On the first page is the entry “abbey beers,” and this expands on the brewing expertise of the Belgian Trappist monks, and the established “appelation (controlee)” which lets everyone know where the monastic beer originated (time, space and chronology is important to the monastic tradition for many reasons). In reading and writing about this passage, for at least a couple years I have hoped that the monks of Assumption Abbey in Richardton, North Dakota, might at some point down the line consider brewing beer with North Dakota grains, barley and hops. And even better, sharing it (but that’s totally up to them).

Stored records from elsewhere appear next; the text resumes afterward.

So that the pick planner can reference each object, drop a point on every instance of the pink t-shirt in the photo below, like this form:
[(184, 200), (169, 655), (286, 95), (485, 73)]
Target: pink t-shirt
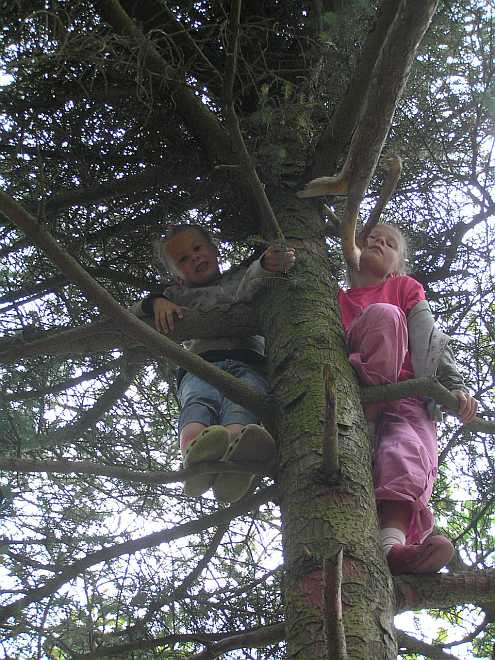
[(403, 292)]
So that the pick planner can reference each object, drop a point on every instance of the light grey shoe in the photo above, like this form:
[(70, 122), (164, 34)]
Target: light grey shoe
[(209, 445), (253, 444)]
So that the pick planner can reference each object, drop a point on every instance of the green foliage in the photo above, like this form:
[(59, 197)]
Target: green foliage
[(101, 152)]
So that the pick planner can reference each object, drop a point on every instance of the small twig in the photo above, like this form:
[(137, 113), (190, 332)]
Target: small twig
[(231, 52), (330, 462), (332, 607), (393, 167), (272, 228)]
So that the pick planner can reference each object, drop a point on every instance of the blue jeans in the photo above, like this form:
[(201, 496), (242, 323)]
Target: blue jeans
[(203, 403)]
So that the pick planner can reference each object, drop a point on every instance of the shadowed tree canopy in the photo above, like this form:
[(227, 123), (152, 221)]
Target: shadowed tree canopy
[(121, 118)]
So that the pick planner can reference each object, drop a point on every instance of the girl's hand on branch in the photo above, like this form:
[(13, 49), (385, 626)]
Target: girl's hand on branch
[(278, 260), (164, 312), (467, 406)]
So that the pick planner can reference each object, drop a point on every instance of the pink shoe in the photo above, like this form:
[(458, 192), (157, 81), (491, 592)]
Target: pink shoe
[(427, 557)]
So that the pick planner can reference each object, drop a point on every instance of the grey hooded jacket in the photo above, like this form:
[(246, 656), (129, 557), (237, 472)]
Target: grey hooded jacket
[(236, 285)]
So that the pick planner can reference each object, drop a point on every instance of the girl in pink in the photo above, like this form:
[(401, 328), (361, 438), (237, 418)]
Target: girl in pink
[(391, 336)]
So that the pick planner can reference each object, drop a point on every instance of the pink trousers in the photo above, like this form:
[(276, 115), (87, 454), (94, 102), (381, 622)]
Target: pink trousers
[(405, 457)]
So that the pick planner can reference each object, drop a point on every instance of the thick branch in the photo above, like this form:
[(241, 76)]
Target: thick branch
[(337, 136), (131, 325), (131, 476), (237, 320), (130, 547), (429, 387), (217, 643), (251, 639), (443, 591)]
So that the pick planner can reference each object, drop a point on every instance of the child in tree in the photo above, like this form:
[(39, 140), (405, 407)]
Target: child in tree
[(391, 336), (211, 427)]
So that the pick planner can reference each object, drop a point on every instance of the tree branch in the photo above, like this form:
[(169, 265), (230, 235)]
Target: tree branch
[(414, 645), (442, 590), (131, 325), (123, 474), (337, 135), (217, 643), (238, 320), (244, 505), (425, 386), (200, 121)]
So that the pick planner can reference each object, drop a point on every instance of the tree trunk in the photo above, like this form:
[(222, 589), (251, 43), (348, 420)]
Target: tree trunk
[(323, 513)]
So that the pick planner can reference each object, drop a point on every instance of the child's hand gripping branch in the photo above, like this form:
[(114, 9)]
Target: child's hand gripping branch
[(165, 312), (467, 406)]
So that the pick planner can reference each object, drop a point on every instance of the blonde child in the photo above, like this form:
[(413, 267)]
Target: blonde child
[(211, 427), (391, 336)]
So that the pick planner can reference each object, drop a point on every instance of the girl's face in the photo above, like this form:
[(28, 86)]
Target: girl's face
[(380, 255)]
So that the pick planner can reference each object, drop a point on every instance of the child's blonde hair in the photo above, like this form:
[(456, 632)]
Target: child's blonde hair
[(160, 245), (401, 238)]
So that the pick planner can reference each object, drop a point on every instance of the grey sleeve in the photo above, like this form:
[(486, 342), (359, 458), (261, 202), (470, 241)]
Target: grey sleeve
[(448, 372), (144, 308), (430, 353)]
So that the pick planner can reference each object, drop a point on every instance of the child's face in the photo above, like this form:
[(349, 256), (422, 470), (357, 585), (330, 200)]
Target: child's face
[(194, 258), (381, 253)]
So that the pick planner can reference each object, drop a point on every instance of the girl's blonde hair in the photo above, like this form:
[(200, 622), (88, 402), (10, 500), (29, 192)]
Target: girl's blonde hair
[(399, 235)]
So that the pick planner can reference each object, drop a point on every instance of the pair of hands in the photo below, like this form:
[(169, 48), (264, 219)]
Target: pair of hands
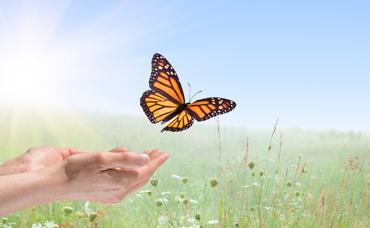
[(46, 174)]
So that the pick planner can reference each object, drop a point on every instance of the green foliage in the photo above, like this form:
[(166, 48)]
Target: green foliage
[(310, 179)]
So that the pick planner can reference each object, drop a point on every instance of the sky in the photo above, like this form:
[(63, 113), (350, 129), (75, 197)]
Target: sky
[(304, 62)]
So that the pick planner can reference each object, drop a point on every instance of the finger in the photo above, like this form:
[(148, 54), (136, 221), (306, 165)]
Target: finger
[(64, 152), (153, 153), (73, 151), (122, 160), (119, 150)]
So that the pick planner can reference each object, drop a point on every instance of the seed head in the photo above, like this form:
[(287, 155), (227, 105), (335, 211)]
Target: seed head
[(182, 195), (159, 203), (68, 210), (92, 216), (154, 182), (213, 182), (185, 180), (251, 165)]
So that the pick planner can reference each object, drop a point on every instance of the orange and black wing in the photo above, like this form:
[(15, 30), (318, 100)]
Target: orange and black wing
[(182, 122), (156, 106), (210, 107), (165, 81)]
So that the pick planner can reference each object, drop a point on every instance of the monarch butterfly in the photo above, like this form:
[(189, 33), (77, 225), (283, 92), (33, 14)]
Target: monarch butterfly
[(165, 101)]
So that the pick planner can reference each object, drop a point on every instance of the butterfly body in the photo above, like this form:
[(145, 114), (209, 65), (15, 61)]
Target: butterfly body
[(165, 101)]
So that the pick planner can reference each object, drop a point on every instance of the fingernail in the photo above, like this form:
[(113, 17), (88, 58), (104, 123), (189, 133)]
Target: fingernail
[(143, 159)]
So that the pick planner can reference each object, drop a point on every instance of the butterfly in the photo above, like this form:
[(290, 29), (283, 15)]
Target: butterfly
[(165, 101)]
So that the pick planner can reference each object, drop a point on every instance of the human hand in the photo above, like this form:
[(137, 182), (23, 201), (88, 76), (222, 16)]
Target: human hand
[(40, 157), (101, 177), (35, 158), (105, 177)]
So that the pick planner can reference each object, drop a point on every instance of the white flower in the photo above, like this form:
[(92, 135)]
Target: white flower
[(165, 193), (139, 196), (176, 177), (212, 222), (36, 225), (50, 224), (87, 207), (163, 220)]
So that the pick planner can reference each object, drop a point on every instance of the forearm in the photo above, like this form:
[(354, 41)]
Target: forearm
[(18, 191)]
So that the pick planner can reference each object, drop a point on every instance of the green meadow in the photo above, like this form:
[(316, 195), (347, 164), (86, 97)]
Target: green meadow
[(217, 176)]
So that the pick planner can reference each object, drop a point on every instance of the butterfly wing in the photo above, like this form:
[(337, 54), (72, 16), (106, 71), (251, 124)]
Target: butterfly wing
[(156, 106), (207, 108), (165, 81), (182, 122)]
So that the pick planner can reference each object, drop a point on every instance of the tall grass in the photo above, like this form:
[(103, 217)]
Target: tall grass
[(217, 176)]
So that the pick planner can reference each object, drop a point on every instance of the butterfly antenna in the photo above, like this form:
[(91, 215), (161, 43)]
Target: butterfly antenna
[(195, 95), (189, 91)]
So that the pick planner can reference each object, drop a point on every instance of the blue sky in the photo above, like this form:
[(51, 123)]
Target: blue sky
[(306, 62)]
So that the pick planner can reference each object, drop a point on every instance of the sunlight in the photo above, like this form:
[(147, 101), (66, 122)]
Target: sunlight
[(24, 77)]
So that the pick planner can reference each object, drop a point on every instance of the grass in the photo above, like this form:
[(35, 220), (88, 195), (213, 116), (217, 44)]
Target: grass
[(217, 176)]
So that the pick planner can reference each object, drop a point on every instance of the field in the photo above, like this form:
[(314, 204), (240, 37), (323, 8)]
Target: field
[(217, 176)]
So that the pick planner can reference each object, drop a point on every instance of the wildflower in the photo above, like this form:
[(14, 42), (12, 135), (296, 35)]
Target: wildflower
[(36, 225), (182, 195), (176, 177), (50, 224), (251, 165), (87, 207), (213, 182), (92, 216), (4, 220), (160, 202), (68, 210), (185, 180), (165, 193), (163, 220), (212, 222), (154, 182), (148, 192)]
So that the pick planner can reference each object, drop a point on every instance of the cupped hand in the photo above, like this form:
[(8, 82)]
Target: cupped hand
[(106, 177), (40, 157)]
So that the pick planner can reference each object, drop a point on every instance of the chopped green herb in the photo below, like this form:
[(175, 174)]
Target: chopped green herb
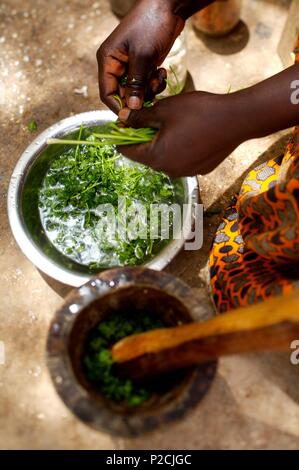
[(88, 174), (98, 362)]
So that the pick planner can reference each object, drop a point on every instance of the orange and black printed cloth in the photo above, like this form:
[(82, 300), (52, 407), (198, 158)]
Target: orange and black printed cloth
[(255, 253)]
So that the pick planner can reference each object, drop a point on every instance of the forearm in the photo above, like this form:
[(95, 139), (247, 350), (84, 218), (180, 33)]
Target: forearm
[(187, 8), (270, 105)]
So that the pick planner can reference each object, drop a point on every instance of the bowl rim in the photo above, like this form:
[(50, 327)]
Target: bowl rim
[(23, 239)]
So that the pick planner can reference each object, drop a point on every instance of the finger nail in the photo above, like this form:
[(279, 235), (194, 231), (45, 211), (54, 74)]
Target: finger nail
[(124, 114), (134, 102)]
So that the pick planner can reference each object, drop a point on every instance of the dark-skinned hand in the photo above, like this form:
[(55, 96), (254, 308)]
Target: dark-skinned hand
[(198, 130), (138, 46)]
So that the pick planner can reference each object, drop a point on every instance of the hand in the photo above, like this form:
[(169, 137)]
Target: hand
[(197, 131), (136, 48)]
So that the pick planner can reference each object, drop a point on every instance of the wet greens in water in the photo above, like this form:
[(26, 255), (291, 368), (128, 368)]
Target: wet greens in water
[(98, 363), (81, 179)]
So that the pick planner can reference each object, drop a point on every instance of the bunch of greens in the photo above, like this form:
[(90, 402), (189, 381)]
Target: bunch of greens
[(112, 134), (98, 362), (85, 176)]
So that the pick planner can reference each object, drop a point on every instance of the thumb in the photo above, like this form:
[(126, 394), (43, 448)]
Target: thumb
[(137, 81), (145, 117)]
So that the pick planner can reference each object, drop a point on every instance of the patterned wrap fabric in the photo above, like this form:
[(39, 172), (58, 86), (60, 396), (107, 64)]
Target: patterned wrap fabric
[(255, 253)]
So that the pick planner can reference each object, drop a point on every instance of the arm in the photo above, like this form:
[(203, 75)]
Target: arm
[(138, 46), (199, 130)]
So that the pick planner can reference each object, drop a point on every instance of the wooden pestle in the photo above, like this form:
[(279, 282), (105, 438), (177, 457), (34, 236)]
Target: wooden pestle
[(268, 326)]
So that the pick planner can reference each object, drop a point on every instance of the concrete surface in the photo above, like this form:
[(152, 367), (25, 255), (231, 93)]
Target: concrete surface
[(47, 50)]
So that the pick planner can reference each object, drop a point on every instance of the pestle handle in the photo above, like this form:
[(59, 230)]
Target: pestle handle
[(269, 326)]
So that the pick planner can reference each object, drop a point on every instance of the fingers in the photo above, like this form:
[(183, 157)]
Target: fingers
[(157, 83), (110, 70), (145, 117), (138, 79)]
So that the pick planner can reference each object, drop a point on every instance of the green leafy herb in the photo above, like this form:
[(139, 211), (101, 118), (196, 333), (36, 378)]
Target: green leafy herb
[(173, 83), (98, 362), (32, 126), (88, 174), (112, 134)]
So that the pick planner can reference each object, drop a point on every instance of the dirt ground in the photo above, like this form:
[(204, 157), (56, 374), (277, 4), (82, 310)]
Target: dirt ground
[(47, 62)]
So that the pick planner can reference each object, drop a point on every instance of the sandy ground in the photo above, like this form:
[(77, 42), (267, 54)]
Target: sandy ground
[(47, 52)]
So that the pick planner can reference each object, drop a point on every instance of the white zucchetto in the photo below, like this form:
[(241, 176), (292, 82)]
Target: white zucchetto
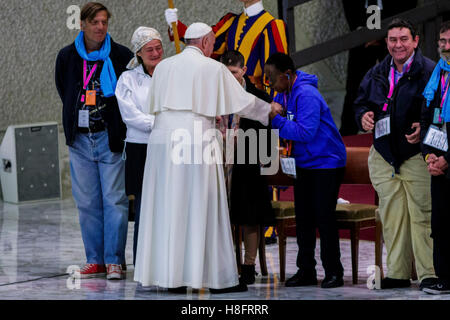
[(197, 30)]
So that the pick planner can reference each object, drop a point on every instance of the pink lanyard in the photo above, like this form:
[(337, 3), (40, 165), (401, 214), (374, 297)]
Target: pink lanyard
[(444, 86), (393, 83), (88, 78)]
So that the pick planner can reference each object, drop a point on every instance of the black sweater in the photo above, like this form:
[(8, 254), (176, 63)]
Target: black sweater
[(68, 78)]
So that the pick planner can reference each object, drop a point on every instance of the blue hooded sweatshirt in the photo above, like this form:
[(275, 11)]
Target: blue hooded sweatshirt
[(317, 143)]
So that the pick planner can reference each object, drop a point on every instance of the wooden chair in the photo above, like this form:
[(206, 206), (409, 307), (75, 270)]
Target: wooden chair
[(358, 216), (284, 212), (352, 216)]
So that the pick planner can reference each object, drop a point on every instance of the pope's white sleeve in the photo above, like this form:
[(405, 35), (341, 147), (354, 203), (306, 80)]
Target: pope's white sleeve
[(132, 116), (259, 111)]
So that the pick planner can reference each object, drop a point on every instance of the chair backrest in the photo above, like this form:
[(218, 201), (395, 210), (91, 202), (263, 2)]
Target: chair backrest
[(357, 168)]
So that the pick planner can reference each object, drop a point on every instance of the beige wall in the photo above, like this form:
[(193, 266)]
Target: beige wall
[(33, 31)]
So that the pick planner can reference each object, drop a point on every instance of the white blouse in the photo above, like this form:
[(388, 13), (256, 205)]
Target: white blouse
[(132, 95)]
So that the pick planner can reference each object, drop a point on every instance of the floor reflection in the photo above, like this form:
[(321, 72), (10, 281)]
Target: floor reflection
[(39, 241)]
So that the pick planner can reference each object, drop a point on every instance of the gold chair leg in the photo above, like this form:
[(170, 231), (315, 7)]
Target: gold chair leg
[(262, 251), (354, 240), (238, 244), (282, 247), (379, 247)]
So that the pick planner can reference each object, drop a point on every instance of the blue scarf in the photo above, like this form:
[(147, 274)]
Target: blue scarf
[(432, 86), (108, 78)]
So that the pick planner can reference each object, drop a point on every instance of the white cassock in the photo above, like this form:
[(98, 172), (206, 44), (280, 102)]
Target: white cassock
[(184, 233)]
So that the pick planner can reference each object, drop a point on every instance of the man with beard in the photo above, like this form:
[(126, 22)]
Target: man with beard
[(435, 125), (389, 103)]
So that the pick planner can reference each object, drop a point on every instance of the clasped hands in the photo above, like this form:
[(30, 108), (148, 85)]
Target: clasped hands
[(368, 123), (436, 165)]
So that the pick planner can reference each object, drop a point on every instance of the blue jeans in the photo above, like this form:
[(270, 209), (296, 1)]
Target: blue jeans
[(98, 187)]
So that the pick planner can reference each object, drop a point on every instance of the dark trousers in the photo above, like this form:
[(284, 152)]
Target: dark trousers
[(137, 210), (440, 226), (316, 192), (134, 175)]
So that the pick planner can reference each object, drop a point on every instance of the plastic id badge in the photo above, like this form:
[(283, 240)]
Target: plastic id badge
[(83, 119), (436, 138), (90, 97), (437, 116), (383, 127), (288, 166)]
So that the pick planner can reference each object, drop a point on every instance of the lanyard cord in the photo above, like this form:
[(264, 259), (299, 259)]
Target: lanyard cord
[(392, 84)]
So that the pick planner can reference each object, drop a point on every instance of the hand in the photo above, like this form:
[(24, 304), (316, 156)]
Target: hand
[(276, 109), (171, 16), (441, 163), (367, 121), (414, 137), (436, 166), (434, 170), (431, 158)]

As for the works by McGovern, I first came across his name in a popular history of booze put out by the Smithsonian in July-August 2011 (the great article linked to here). McGovern focused on fermentation in Western Civilization (the region of Mesopotamia is the cradle of fermentation), and he also made the case that we today are part of a long fermentation process (the long durée of beer drinking). In McGovern’s scholarship, he is a bit heavy-handed in his testimonies to the irrefutability of the archaeological record or the interpretation thereof (“There is no hidden bias lurking in a pottery sherd or a stone wall, as there might be in a written document.” [McGovern, 2003: 5]). But that sophomoric understanding of philosophy and theory is outweighed by a broad knowledge of the history of beer and wine.

German-produced Bartmann wine bottle from the British settlement site of Jamestown, Virginia. (Smith, 2008: 12)

German-produced Bartmann wine bottle from the British settlement site of Jamestown, Virginia. (Smith, 2008: 12)

Of the four books, the best on the subject is by Frederick H. Smith. And I define best in the sense that it is an academic treatment of the subject that tracks both the subject itself and what other scholars from the academy have said about it (like brewing, the origins of this tradition is monastic in and of itself). The first chapter to this work alludes to numerous scholars in alcohol studies (a kind of subfield in history and anthropology), and the subsequent chapters go on to discuss the Iberian storage vessels first used to transport the sauce throughout the Atlantic World, from the Old to the Jamestown colony in the New, and here to the production of alcohol to its trade and consumption and so on. By the 16th and 17th centuries, hand-blown glass bottles surpassed the ceramic vessels, and Smith notes that when these bottles are recovered, so is the booze. For example, an early 17th century glass bottle of wine was once recovered by marine archaeologists, and it turned out that the Dutch warship had wine at 10.6% alcohol content, this within the same range as the content of wine today.

The final chapter in Smith’s monograph stems from a 2005 study he did on the role alcohol played in the 1816 slave revolt in Barbados (four decades after elite Anglo-America got its start). These case studies are a more effective way to explore the social history of booze in all of its variety and nuance. Specific to this are the caves on Barbados, a place where self-liberated slaves could escape to on an island and carve out an underground existence. Without going too much further into these works, it seems that on July 4th it is important to acknowledge the philosophical substance of America’s Declaration of Independence, but more importantly to know that it was a document prepared by an elite minority on the backs of an enslaved majority.